On the other hand, Walton's final date is very precise, and was probably given to him by King. If the poem was written at the same time as that 'to God the Father', why did it not pass into wider circulation? Stowe MS. 961 is the only collection in which I have found it. The use of the simile in the letter to Ker is not so conclusive as it seems. In that same letter Donne says, 'Sir, I took up this paper to write a letter; but my imagination was full of a sermon before, for I write but a few hours before I am to preach.' Now I have in my note cited this simile from an undated sermon on one of the Penitentiary Psalms. This, not the poem, may have been the occasion of its repetition in this letter. Donne is very prone to repeat a favourite figure—inundation, the king's stamped face &c. It is quite likely that the poem was the last, not the first, occasion on which he used the flat map. Note that the other chief figure in the poem, the straits which lead to the Pacific Sea, was used in a sermon (see note) dated February 12, 1629.

The figure of the flat map is not used, as one might expect, in the section of the Devotions headed The Patient takes his bed, but the last line of the poem is recalled by some words there: 'and therefore am I cast downe, that I might not be cast away.'

Walton's dates are often inaccurate, but here the balance of the evidence seems to me in his favour. As Mr. Gosse says, Sir Julius Caesar may have confounded this hymn with 'Wilt thou forgive'. In re-reading the Devotions with Professor Moore Smith's statement in view I have come on two other points of interest. Donne's views on the immortality of the soul (see II. pp. [160]-2) are very clearly stated: 'That light, which is the very emanation of the light of God ... only that bends not to this Center, to Ruine; that which was not made of Nothing, is not thretned with this annihilation.
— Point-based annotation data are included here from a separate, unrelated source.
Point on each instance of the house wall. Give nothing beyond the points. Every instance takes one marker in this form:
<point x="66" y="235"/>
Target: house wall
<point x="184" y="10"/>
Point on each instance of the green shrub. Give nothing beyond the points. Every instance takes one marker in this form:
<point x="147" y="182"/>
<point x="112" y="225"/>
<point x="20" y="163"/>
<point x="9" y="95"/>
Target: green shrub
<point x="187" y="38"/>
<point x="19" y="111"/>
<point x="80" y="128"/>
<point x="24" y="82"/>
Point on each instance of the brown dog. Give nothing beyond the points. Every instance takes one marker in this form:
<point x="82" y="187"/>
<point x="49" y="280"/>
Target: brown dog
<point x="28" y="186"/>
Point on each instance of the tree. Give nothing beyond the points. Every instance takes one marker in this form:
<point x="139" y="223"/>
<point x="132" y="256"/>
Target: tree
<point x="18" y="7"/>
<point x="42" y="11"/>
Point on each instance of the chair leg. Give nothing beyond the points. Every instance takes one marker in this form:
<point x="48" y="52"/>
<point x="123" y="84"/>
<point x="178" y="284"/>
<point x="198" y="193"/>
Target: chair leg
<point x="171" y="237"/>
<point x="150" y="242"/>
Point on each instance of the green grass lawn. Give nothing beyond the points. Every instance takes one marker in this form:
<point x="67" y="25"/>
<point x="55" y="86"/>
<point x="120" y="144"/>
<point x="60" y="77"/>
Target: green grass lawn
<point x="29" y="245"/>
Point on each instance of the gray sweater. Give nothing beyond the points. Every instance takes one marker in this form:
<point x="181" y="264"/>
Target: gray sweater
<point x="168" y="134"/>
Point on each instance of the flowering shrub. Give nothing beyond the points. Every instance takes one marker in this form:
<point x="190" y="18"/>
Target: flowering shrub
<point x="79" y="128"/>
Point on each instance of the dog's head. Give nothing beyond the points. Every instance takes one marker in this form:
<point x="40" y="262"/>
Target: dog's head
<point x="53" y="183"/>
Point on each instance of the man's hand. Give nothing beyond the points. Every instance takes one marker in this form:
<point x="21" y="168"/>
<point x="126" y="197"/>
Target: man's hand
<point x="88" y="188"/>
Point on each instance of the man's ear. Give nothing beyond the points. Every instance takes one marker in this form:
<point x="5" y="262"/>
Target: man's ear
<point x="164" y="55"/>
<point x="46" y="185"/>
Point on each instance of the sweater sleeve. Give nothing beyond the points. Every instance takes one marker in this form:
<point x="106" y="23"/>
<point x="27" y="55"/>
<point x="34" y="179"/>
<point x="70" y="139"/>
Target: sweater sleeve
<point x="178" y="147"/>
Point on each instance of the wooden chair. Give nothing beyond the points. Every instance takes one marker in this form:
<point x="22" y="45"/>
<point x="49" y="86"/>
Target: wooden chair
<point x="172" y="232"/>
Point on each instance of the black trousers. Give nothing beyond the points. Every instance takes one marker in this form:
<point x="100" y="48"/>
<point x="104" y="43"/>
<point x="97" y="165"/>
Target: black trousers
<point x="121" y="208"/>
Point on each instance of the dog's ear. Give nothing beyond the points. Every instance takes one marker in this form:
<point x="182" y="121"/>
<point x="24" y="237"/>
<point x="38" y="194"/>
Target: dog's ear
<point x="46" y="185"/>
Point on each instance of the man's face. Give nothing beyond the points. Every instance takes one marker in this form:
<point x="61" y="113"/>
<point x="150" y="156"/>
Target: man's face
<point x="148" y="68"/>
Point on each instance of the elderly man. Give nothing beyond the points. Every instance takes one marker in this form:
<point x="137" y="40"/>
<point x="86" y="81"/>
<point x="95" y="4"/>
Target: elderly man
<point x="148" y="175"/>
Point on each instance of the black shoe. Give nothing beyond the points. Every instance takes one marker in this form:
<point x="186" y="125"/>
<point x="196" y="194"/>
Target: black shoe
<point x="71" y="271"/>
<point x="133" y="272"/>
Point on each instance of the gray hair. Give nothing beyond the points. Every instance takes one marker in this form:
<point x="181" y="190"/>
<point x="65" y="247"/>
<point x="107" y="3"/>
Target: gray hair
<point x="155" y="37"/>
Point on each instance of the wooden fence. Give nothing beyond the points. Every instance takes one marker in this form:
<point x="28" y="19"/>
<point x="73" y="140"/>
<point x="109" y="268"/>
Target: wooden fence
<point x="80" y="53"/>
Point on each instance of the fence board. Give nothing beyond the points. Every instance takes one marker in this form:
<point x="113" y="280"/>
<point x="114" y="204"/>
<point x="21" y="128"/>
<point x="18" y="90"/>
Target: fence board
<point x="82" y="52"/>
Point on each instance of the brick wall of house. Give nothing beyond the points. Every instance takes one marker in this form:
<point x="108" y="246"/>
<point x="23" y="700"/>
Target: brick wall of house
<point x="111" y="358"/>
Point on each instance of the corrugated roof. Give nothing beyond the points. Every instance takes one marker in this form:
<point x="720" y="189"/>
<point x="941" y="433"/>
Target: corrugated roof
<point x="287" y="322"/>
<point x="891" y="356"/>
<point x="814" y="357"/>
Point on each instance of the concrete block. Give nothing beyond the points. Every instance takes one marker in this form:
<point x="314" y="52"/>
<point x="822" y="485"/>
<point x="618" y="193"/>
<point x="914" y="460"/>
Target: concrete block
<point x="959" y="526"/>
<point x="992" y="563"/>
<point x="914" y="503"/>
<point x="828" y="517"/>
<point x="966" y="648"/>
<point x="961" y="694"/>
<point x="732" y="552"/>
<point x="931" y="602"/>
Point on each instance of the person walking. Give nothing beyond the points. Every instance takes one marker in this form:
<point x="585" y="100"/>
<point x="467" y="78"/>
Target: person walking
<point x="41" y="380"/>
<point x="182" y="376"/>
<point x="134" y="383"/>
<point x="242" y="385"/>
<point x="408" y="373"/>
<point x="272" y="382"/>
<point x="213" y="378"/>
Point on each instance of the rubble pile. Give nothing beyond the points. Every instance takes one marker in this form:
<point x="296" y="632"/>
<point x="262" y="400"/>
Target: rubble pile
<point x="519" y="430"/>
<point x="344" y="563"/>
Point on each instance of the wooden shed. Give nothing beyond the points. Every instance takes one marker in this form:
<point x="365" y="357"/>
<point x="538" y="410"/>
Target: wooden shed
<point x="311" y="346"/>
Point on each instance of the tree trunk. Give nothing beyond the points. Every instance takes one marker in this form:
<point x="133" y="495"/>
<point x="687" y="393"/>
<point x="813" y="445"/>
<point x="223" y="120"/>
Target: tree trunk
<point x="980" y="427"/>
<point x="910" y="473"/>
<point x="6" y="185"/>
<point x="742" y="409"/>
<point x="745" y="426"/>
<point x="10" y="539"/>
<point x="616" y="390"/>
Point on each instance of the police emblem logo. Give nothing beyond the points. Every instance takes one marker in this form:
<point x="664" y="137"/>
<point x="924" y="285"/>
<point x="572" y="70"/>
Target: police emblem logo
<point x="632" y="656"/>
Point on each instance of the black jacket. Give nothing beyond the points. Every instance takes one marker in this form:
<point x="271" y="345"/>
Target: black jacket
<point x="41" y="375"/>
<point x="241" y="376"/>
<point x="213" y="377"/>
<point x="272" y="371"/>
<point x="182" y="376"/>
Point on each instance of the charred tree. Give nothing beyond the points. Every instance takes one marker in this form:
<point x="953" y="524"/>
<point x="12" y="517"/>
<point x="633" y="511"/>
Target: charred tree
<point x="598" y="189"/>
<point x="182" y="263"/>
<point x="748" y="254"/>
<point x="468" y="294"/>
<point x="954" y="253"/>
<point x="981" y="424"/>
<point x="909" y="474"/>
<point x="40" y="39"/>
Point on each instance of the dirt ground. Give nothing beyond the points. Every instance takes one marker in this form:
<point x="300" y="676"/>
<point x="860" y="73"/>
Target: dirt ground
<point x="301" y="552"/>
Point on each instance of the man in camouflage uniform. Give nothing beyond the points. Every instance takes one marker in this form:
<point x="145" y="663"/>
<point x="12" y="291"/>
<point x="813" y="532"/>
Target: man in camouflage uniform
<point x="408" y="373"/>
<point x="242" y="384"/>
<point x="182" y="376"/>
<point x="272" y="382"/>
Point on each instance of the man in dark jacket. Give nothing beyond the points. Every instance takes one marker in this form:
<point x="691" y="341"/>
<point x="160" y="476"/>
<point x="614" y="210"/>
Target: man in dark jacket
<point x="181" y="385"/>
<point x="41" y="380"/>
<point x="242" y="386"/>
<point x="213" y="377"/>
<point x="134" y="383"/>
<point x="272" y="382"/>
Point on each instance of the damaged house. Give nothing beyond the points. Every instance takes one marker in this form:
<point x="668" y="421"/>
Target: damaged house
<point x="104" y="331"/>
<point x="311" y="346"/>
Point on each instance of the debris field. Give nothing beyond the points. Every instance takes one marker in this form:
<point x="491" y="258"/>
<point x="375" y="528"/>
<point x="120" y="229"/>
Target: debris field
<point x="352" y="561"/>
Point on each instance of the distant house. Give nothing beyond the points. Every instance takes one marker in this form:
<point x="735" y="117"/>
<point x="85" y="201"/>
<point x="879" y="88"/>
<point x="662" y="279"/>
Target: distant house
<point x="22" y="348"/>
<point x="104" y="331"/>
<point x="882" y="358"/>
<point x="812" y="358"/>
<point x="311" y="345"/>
All other things are; even Angels, even our soules; they move upon the same Poles, they bend to the same Center; and if they were not made immortall by preservation, their Nature could not keep them from sinking to this center, Annihilation' (pp. 216-17).

The difficult line in the sonnet Resurrection (p. [321], l. 8) is perhaps illuminated by pp. [206]-8, where Donne speaks of 'thy first booke, the booke of life', 'thy second book, the booke of Nature,' and closes a further list with 'to those, the booke with seven seals, which only the Lamb which was slain, was found worthy to open; which, I hope, it shal not disagree with the measure of thy blessed spirit, to interpret, the promulgation of their pardon, and righteousnes, who are washed in the blood of the Lamb'. This is possibly the 'little booke' of the sonnet, perhaps changed by Donne to 'life-book' to simplify the reference. But the two are not the same.